Gmür-Schönenberger Andrea · Nationalrat · 2017-12-12
Gmür-Schönenberger Andrea · Nationalrat · Luzern · CVP-Fraktion · 2017-12-12
Wortprotokoll
Beim Geschäft 15.033, "ZGB. Kindesschutz", verbleibt eine Differenz zum Ständerat, welche die RK-NR an ihrer Sitzung vom 11. Dezember einmal mehr diskutiert hat. Es geht dabei um Artikel 314c Absatz 1 und Artikel 314d Absatz 1 ZGB. Konkret geht es um die Voraussetzung des Melderechts respektive der Meldepflicht. Eine grosse Kommissionsminderheit unterstützt die Fassung des Ständerates, welche dem Kind mehr Schutz bietet als diejenige des Nationalrates. Voraussetzung für das Melderecht wie auch die Meldepflicht ist, dass ein Kind in Bezug auf die körperliche, psychische oder sexuelle Integrität gefährdet erscheint.

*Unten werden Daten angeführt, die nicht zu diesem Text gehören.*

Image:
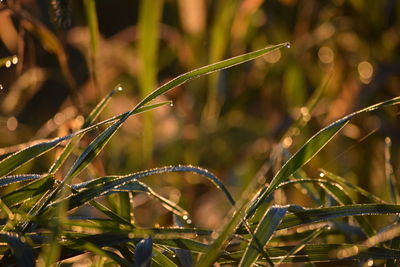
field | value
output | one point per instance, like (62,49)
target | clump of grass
(39,221)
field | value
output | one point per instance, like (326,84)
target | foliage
(66,196)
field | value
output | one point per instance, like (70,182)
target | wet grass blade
(88,122)
(33,189)
(262,235)
(23,253)
(341,196)
(227,63)
(352,186)
(323,253)
(143,253)
(101,140)
(100,186)
(18,178)
(302,243)
(308,216)
(310,149)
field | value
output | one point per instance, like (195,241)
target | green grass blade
(227,63)
(150,15)
(324,253)
(18,178)
(6,61)
(141,187)
(228,229)
(105,185)
(308,216)
(20,158)
(310,149)
(23,253)
(343,198)
(162,260)
(87,246)
(302,243)
(352,186)
(263,233)
(143,252)
(33,189)
(97,145)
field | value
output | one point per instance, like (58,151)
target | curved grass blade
(388,234)
(33,189)
(176,209)
(23,253)
(104,185)
(343,198)
(184,244)
(87,246)
(143,253)
(307,216)
(228,229)
(88,122)
(113,232)
(310,149)
(184,255)
(97,145)
(352,186)
(18,178)
(314,253)
(7,61)
(314,234)
(262,235)
(20,158)
(162,260)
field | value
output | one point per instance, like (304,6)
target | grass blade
(343,198)
(303,242)
(307,216)
(310,149)
(263,233)
(18,178)
(22,252)
(356,188)
(143,253)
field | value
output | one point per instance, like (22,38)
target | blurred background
(59,58)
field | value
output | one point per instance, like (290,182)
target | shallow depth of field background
(231,122)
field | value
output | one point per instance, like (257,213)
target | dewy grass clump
(38,216)
(44,222)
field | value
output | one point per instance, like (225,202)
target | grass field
(199,133)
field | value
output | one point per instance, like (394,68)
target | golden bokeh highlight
(365,71)
(326,55)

Die Kommission unterstützt mit 12 zu 12 Stimmen bei 1 Enthaltung und mit Stichentscheid des Präsidenten die Fassung des Nationalrates. Es ist dies eine Abschwächung der Fassung des Ständerates. Der Schutz für das Kind ist geringer. Die Mehrheit will erst dann ein Melderecht und eine Meldepflicht zur Anwendung kommen lassen, wenn ganz konkrete Hinweise dafür vorliegen, dass die körperliche, psychische oder sexuelle Integrität eines Kindes gefährdet ist.[GZ]
Ich bitte Sie, dem Antrag der Mehrheit zu folgen.